The lady noticed Cesco's fascination. "Perhaps I should hire you as a nurse, maestro. This is the longest he has been still all day."
"He has a poet's soul," said Dante, smiling ruefully as he stroked his beard. "In spite of his warlike tendencies."
"I am relieved. I often wonder if he has a soul at all."
"His eyes are very green," said Pietro.
"Today. Tomorrow they will be blue. He is a traitor to his core, he changes his colours daily."
"Then he should be fostered out to Nico da Lozzo when he is of age," observed Dante.
"Or perhaps your friend Uguccione della Faggiuola?" asked the lady innocently.
"I fear he will not be able to take any under his wing for some time," the poet replied. "He is planning a venture into Florence later this year."
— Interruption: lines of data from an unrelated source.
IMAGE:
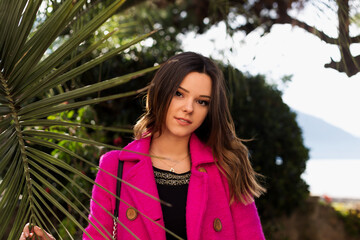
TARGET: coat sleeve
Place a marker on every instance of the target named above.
(101, 222)
(247, 221)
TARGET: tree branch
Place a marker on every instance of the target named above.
(308, 28)
(350, 69)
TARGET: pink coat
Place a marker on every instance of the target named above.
(207, 201)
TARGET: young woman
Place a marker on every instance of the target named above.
(190, 157)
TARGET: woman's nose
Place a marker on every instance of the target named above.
(188, 107)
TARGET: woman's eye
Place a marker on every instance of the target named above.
(177, 93)
(203, 102)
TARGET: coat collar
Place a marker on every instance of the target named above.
(200, 153)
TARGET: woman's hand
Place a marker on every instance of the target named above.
(41, 234)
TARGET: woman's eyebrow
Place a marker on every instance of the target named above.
(185, 90)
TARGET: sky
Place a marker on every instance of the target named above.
(322, 92)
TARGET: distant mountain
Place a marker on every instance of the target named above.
(326, 141)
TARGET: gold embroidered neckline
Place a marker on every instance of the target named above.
(164, 177)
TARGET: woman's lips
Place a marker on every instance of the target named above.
(183, 121)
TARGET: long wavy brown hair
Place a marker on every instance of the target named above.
(217, 130)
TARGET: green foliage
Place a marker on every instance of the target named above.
(350, 217)
(41, 169)
(275, 141)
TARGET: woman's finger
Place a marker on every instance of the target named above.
(22, 237)
(26, 230)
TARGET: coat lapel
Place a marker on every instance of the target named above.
(141, 175)
(198, 188)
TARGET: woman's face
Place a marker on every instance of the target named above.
(189, 106)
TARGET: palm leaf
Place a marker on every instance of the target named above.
(28, 172)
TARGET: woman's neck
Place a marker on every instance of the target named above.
(170, 147)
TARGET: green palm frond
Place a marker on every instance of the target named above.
(28, 172)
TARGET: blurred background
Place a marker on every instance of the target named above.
(292, 69)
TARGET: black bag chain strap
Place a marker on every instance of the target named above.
(117, 201)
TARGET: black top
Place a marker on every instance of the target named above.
(173, 188)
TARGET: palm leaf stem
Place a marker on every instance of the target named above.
(60, 98)
(58, 205)
(61, 108)
(46, 123)
(52, 80)
(20, 141)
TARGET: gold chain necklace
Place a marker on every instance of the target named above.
(162, 159)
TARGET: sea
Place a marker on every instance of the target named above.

"Yes, he even asked Francesco's advice on the venture."
"And what did your brother say?"
"He said only a fool would attack Florence now. It did not seem to have the desired effect."
"Well I for one wish him luck. Then perhaps, by the time Cangrande's son is grown, Florence will again be a city worthy of respect."
"It is strangely warm in this loggia, is it not?" replied Katerina, waving a hand before her face. "In spite of the chill winds outside. I believe we could have survived without quite so many braziers. But of course, I cannot say so to our hostess."